Why Growth Can Hit a Ceiling, and how fuelling future demand unlocks the next phase of growth
It’s our fault. As an industry, we’ve built a trap… and many businesses are now stuck inside it.
We’ve moved from an era where data was scarce and difficult to access, to one where we’re completely overwhelmed by it. Measurement was rightly designed to make marketing more accountable and effective. Instead, in the pursuit of certainty, it has quietly narrowed how growth is defined and potentially limited how far businesses can scale.
What started as optimisation has become the sole focus.
The Performance Paradox
Over the last few years, I’ve seen a recurring trend: clients across the board, but especially in finance, attempting to tie every single penny back to direct conversion. I’ve even been asked to forecast a Cost Per Acquisition (CPA) for OOH and sponsorships.

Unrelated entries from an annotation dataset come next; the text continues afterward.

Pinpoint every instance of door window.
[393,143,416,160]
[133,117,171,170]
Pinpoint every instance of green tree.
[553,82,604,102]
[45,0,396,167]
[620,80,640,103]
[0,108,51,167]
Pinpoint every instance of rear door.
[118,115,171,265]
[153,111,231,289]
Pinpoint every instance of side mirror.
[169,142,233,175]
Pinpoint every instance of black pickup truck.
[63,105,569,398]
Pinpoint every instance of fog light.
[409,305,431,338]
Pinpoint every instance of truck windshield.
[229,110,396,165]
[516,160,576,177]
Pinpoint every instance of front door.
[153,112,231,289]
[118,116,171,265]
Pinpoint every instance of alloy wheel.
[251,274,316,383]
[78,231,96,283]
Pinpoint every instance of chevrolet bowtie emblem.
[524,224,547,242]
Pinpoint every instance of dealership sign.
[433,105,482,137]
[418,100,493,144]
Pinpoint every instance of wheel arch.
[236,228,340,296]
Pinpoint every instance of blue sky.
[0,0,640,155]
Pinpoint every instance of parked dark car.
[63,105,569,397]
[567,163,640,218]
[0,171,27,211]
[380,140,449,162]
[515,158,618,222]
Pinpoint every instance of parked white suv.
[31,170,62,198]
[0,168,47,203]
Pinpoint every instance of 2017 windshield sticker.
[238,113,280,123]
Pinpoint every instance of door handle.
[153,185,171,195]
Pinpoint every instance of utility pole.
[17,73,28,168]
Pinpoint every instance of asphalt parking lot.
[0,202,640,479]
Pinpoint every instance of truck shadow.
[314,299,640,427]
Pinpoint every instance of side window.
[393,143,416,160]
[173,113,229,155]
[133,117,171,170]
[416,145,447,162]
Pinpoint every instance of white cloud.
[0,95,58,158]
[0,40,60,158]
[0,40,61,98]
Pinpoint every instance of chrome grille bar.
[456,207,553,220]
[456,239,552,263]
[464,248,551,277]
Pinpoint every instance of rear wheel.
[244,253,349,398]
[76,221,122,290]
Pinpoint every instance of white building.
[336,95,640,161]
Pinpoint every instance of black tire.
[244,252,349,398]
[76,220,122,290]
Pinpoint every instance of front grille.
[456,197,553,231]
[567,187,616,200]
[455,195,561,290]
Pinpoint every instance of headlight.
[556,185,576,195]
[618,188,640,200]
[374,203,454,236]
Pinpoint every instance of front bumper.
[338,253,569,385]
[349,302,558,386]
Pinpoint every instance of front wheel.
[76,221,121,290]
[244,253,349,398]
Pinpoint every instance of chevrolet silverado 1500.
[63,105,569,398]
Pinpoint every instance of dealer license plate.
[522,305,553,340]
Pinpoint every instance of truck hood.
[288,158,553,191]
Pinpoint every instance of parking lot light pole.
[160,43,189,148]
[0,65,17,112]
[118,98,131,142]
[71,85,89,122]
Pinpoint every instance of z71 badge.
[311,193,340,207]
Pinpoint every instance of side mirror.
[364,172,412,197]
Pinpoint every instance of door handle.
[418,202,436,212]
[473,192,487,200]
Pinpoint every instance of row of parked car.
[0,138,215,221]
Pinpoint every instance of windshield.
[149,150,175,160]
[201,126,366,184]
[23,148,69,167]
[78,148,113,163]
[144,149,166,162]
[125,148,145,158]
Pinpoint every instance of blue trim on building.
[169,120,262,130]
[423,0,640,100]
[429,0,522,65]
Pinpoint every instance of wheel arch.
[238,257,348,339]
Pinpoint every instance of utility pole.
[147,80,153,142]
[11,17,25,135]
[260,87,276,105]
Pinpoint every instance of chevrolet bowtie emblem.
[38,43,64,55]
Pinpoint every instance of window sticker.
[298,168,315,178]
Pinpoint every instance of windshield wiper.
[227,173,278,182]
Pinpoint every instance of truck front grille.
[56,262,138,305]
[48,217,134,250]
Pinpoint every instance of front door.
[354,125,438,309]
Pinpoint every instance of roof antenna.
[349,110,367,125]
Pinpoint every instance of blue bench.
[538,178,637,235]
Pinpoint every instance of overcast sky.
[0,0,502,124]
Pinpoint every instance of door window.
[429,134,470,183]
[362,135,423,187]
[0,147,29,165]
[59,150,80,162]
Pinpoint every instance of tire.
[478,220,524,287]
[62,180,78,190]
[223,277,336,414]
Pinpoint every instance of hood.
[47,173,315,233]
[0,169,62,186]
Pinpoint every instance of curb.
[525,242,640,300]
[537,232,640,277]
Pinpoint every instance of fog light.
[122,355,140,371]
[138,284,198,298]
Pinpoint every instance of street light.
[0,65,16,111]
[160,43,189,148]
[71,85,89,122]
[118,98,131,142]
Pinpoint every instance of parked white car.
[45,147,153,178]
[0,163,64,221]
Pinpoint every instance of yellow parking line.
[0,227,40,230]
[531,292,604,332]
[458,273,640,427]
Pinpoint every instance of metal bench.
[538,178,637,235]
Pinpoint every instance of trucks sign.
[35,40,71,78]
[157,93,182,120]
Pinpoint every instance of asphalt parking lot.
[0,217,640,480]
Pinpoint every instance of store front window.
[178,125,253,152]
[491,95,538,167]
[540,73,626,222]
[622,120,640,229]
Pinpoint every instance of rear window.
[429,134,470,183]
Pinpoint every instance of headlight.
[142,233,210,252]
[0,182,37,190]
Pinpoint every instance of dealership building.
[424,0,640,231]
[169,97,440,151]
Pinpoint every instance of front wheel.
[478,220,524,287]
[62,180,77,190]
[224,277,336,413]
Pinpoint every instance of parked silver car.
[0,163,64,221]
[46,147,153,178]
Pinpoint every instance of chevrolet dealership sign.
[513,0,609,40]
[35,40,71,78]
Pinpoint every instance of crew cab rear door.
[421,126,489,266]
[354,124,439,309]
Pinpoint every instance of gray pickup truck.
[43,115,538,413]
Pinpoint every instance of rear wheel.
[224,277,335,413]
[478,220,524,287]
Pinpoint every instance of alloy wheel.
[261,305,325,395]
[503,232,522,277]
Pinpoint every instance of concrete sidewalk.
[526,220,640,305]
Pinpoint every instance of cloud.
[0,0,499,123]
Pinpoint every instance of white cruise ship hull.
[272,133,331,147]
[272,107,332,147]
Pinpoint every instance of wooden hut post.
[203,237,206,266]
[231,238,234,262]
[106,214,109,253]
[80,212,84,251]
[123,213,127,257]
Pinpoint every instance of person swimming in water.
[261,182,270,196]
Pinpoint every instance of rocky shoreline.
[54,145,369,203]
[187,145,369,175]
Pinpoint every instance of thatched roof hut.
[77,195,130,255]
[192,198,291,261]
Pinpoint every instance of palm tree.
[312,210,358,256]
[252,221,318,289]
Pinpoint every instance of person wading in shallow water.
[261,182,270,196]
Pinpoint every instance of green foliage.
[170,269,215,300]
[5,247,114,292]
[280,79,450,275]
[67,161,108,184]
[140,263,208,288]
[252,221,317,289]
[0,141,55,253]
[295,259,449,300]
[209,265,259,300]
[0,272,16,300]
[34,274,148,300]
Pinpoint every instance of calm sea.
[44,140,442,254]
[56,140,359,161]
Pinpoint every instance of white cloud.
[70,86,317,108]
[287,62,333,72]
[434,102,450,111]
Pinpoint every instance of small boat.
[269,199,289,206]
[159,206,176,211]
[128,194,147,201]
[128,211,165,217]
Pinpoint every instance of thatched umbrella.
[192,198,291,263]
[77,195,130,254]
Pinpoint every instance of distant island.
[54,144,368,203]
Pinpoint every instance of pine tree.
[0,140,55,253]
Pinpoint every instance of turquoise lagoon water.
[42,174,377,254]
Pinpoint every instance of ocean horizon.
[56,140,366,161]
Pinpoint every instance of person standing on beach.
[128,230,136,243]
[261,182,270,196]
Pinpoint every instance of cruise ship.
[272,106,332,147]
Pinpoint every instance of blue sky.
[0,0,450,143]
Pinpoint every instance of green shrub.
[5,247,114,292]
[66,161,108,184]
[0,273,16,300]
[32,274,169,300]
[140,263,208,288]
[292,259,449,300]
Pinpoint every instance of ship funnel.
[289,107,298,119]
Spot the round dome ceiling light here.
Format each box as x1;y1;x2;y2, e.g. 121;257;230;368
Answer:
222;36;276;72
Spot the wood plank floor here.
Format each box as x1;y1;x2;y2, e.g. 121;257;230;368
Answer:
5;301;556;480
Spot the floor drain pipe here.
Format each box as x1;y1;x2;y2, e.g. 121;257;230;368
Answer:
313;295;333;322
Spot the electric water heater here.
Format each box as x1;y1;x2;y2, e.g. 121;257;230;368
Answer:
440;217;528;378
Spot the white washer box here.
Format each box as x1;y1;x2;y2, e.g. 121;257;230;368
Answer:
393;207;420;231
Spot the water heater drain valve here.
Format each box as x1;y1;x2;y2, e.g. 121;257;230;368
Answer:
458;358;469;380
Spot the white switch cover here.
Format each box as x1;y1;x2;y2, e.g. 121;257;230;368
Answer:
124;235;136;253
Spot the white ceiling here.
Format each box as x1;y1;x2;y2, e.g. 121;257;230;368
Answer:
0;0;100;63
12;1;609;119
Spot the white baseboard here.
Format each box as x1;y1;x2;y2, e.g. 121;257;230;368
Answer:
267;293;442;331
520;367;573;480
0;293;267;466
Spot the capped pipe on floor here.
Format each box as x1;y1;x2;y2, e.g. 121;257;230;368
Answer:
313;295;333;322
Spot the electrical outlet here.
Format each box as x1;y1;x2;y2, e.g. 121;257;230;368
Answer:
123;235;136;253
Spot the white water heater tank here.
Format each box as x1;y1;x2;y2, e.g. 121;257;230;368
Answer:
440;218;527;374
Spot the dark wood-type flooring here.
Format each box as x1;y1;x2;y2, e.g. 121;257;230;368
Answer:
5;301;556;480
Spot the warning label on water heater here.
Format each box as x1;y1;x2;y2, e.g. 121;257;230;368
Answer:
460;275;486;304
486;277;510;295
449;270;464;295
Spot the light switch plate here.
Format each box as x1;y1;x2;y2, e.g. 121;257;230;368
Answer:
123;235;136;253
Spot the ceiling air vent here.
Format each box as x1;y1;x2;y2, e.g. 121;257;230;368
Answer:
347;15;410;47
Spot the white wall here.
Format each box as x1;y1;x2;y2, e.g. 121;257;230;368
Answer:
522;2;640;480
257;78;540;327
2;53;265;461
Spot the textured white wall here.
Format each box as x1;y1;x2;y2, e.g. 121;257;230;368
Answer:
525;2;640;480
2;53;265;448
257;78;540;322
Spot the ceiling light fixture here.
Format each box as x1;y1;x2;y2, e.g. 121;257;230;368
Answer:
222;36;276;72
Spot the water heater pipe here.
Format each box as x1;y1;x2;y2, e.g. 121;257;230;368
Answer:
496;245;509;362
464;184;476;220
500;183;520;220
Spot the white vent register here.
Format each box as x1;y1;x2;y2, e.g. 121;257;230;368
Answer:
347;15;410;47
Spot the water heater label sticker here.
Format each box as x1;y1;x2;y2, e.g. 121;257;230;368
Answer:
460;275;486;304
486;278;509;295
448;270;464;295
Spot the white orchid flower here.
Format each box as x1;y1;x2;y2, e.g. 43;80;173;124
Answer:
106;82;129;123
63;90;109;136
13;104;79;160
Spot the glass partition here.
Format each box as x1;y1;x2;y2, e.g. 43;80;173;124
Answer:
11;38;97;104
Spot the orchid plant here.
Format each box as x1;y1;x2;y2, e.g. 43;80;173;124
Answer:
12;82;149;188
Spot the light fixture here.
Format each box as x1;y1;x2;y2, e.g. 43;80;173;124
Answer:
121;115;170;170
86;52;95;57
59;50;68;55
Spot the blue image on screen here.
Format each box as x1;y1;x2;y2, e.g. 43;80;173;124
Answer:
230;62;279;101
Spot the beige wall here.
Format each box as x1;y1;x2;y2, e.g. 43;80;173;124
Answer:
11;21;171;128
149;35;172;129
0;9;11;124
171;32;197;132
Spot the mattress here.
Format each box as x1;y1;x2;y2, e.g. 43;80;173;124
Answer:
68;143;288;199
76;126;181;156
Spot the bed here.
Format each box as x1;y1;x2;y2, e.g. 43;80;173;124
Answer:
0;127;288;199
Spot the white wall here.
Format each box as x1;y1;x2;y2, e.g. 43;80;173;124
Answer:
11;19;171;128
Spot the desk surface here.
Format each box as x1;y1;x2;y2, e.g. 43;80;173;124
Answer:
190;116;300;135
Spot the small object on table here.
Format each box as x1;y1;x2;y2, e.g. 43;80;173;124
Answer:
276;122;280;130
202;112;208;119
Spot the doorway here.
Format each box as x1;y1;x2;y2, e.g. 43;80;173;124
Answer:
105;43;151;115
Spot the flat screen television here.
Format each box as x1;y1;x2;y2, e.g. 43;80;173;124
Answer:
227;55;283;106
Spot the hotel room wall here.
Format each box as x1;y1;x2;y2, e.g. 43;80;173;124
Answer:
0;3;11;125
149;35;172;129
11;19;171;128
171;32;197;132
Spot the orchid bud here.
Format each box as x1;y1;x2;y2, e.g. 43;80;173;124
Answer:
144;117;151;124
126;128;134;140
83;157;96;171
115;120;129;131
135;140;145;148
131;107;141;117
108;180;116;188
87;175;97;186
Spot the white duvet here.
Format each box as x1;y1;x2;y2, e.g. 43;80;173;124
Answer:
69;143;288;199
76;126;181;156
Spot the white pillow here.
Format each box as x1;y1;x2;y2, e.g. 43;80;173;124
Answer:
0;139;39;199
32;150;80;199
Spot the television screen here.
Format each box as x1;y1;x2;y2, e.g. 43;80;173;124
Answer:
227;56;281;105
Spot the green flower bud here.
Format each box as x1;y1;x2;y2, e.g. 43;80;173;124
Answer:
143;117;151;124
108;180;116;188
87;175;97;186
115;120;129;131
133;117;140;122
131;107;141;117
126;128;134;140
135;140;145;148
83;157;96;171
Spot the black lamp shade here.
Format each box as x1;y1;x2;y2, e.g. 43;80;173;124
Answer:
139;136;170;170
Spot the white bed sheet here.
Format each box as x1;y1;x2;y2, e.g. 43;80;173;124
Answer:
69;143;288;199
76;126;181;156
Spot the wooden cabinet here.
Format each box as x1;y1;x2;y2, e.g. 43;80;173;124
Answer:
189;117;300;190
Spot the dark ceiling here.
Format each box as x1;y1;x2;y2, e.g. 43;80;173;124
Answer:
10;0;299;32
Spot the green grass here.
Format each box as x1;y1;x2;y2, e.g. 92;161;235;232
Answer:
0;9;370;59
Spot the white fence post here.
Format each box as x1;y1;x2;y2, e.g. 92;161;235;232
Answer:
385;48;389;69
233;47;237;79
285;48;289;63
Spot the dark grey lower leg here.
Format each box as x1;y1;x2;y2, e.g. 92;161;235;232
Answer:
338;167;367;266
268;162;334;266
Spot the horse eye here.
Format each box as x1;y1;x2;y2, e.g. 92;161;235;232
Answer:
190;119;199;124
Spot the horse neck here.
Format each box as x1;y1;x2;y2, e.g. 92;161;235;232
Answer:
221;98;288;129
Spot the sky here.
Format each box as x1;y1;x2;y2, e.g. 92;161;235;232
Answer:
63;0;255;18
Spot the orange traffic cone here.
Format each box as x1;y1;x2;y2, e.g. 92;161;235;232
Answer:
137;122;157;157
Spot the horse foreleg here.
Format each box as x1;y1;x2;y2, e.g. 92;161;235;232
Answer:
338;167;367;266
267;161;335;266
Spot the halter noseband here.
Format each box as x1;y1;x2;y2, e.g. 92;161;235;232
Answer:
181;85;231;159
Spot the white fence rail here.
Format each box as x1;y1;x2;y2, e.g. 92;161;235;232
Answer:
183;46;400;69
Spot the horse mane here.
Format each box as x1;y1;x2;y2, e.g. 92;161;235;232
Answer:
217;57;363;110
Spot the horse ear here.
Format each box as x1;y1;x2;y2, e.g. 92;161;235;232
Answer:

When ROI dips or conversions slow down, the instinct is to double down on bottom-of-the-funnel activity. On paper, this feels logical. In reality, it often creates a “Performance Growth Ceiling.”
Instead of unlocking scale, businesses begin to see:
- Rapidly increasing CPAs as the immediately available market is exhausted
- Lower-quality or irrelevant traffic being forced through the funnel
- Declining ROI – the exact opposite of the original goal!
The 95:5 Rule
To break through this ceiling, we have to distinguish between Current Demand and Future Demand.
Current Demand (5%): These are the people actively researching or ready to buy right now.
Future Demand (95%): These are the people who aren’t in the market today but will be in months or years.
Brand activity isn’t just about awareness or other metrics, it’s about fuelling future demand. This means building familiarity and mental availability long before a buying decision is triggered. This simplified way to reframe brand activity highlights to key stakeholders why the long-term matters.
Especially in B2B or high-consideration sectors, 95% of your target market is currently “out-of-market.” They are living their lives, not searching for your category, and therefore not thinking about your competitors.
Moving Beyond the “Race to the Bottom”
If you solely increase performance budgets, you are fighting a war over that 5% sliver of the pie. Without building mental availability (the likelihood of a brand coming to mind in a buying situation) you are entering a race to the bottom against every competitor chasing the same leads and effectively increasing the cost to win on your own brand terms in bottom of the funnel channels.
It’s important to note that brand activity can still deliver short-term wins, however its real power lies in priming the 95%. By the time those customers move into the 5%, you should already have mental real estate.
If you only harvest what’s ripe today, you eventually starve. Growth strategies should be treated like ecosystems, not extraction tools.
True growth isn’t found by just squeezing the last drop out of the 5% who are ready to buy; it’s found by nurturing and winning amongst the 95% who haven’t even started looking yet.
If this is done right, you can fund the future and watch the ceiling disappear.